- Native name: 高群佐知子
- Born: April 1, 1971 (age 54)
- Hometown: Ōmagari, Akita

Career
- Achieved professional status: April 1, 2001 (aged 30)
- Badge Number: W-8
- Rank: Women's 4-dan
- Retired: March 31, 2020 (aged 48)
- Teacher: Seiichirō Taki [ja] (8-dan)

Websites
- JSA profile page

= Sachiko Takamure =

Japanese shogi player (born 1971)

Sachiko Takamure (高群 佐知子, Takamure Sachiko) is a Japanese retired women's professional shogi player ranked 4-dan.

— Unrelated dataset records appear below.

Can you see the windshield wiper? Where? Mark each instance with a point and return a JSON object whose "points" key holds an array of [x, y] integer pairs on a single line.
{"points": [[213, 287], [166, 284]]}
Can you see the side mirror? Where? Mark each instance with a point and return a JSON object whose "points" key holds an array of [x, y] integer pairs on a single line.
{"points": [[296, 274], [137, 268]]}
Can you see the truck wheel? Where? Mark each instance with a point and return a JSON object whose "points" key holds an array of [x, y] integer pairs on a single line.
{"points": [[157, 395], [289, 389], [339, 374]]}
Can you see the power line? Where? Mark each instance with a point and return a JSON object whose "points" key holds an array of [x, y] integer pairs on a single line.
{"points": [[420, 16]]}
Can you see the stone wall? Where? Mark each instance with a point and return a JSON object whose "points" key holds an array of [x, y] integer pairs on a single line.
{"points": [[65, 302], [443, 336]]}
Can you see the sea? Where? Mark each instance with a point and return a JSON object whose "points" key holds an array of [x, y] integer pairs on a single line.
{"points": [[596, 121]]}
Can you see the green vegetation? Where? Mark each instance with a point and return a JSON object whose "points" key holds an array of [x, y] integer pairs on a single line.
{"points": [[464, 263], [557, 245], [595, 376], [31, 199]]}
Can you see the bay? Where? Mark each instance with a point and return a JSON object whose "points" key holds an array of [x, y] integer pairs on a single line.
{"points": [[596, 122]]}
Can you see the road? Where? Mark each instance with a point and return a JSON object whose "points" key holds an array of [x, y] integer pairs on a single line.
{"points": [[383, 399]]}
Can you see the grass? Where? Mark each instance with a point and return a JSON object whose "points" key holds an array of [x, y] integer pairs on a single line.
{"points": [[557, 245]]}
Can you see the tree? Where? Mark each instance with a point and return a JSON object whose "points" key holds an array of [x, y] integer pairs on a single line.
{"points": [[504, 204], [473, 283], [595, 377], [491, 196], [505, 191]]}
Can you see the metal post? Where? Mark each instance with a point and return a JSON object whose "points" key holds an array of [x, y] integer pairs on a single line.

==Women's shogi professional==
===Promotion history===
Takamura's promotion history was as follows:
- 1986, March 1: 3-kyū
- 1987, April 1: 1-dan
- 1994, March 22: 2-dan
- 2000, June 30: 3-dan
- 2018, January 21: 4-dan
- 2020, March 31: Retired

Note: All ranks are women's professional ranks.

===Awards and honors===
Takamure received the Japan Shogi Association's received the "25 Years Service Award" in recognition of being an active professional for twenty-five years in 2010.

==Personal life==
Takamure is married to professional shogi player Yasuaki Tsukada, but plays professionally under her maiden name. The couple's daughter Erika is also a women's professional shogi player.